The possibilities and dangers -closing in on us- of “pseudonymized” health records central databases, with police backdoors, scientists, insurers, and other third parties authorized to mine the “care.data” are exposed in this guardian article “Police will have backdoor access to health records despite opt-out”, by Randeep Ramesh.
This puts into light an architecture of biopower (as conceptualized by french philosopher Michel Foucault) where control over people’s destinies can technically and easily be exerted via the subjugation of their own bodies.
Let’s not forget that today, people’s personal health informations ALREADY are used against them and negatively affect their fundamental freedoms, for example of movement and/or economic interaction, whether it is a matter of crossing a border when you’re HIV+ and/or getting/keeping a job when you’re a smoker.

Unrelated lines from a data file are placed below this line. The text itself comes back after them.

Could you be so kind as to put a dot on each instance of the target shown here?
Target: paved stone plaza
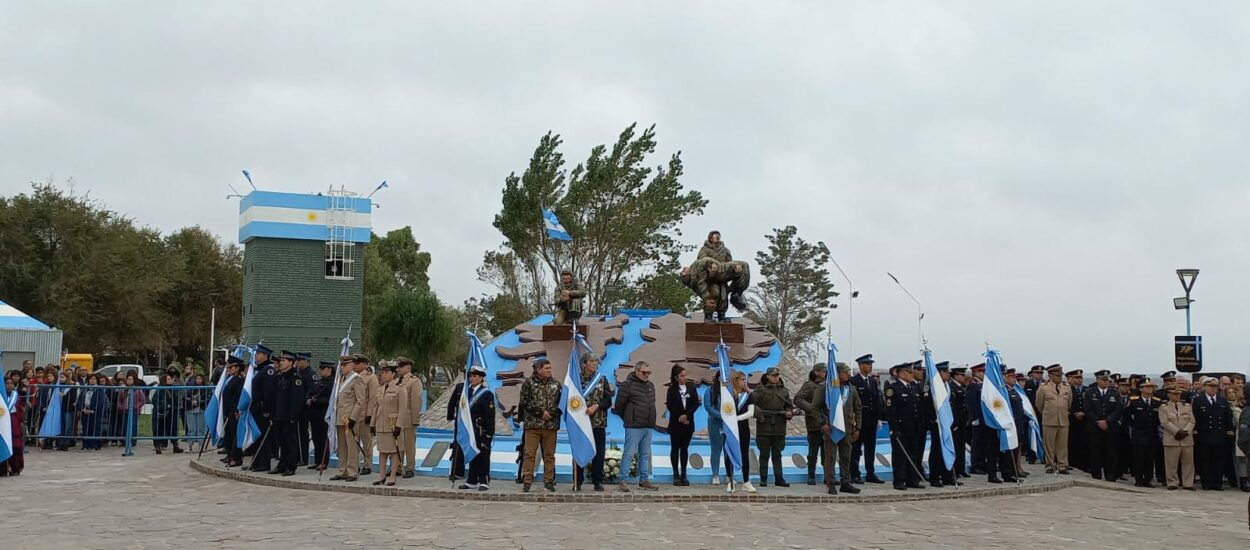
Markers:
(71, 500)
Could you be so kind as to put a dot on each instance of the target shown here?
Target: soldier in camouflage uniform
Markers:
(568, 300)
(541, 414)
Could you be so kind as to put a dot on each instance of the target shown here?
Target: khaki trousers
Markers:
(366, 443)
(535, 438)
(348, 453)
(408, 444)
(1055, 441)
(1183, 458)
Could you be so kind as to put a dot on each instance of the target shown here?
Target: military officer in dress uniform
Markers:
(1143, 420)
(318, 401)
(363, 435)
(264, 391)
(481, 414)
(903, 405)
(304, 370)
(1078, 453)
(959, 409)
(288, 411)
(415, 404)
(873, 411)
(1054, 400)
(1101, 410)
(1214, 423)
(350, 403)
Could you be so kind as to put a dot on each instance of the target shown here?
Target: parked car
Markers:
(150, 375)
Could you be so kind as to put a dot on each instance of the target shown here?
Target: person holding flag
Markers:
(230, 394)
(836, 403)
(995, 411)
(585, 401)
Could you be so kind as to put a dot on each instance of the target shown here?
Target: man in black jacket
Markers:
(873, 410)
(1213, 420)
(1101, 406)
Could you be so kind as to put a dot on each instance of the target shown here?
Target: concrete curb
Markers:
(613, 496)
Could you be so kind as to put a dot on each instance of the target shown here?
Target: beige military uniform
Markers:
(415, 390)
(389, 414)
(366, 440)
(350, 405)
(1054, 401)
(1178, 453)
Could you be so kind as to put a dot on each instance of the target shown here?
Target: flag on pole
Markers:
(1034, 425)
(729, 409)
(331, 411)
(51, 426)
(940, 393)
(554, 229)
(249, 430)
(8, 404)
(835, 398)
(573, 400)
(995, 406)
(465, 435)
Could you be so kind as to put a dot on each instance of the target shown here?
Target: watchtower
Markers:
(304, 270)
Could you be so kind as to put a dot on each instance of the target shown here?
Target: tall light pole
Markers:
(1186, 281)
(850, 309)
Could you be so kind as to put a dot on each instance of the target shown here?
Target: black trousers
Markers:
(1211, 466)
(303, 435)
(1101, 445)
(479, 469)
(815, 450)
(286, 434)
(903, 456)
(320, 440)
(960, 435)
(679, 450)
(865, 449)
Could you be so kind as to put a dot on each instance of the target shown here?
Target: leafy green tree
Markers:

Overall it is a particularly aching reminder of the importance of protecting the personal data of the weak, in that it concerns the very place where people are the most vulnerable (that’s when we go to a doctor, right?), and a place that is still considered a safety and confidentiality haven – with privacy being a component of good care.
“PRIVACY FOR THE WEAK, TRANSPARENCY FOR THE POWERFUL”
as advocated and enabled by Wikileaks and its founder Julian Assange,
really sounds like the right line.
Phil Booth of medConfidential, which campaigns on medical privacy, told the Guardian: “This is precisely the danger when you create a giant database of highly sensitive information about people – all sorts of other people want to go rifling through it, including the government.” There’s always another good reason to go digging, but no one thinks of the catastrophic breach of trust this represents.”
“The lack of independent oversight and transparency is what’s most worrying. People trust their GP, but who’s heard of the Health and Social Care Information Centre or the four people who sign off on access to all our medical records?”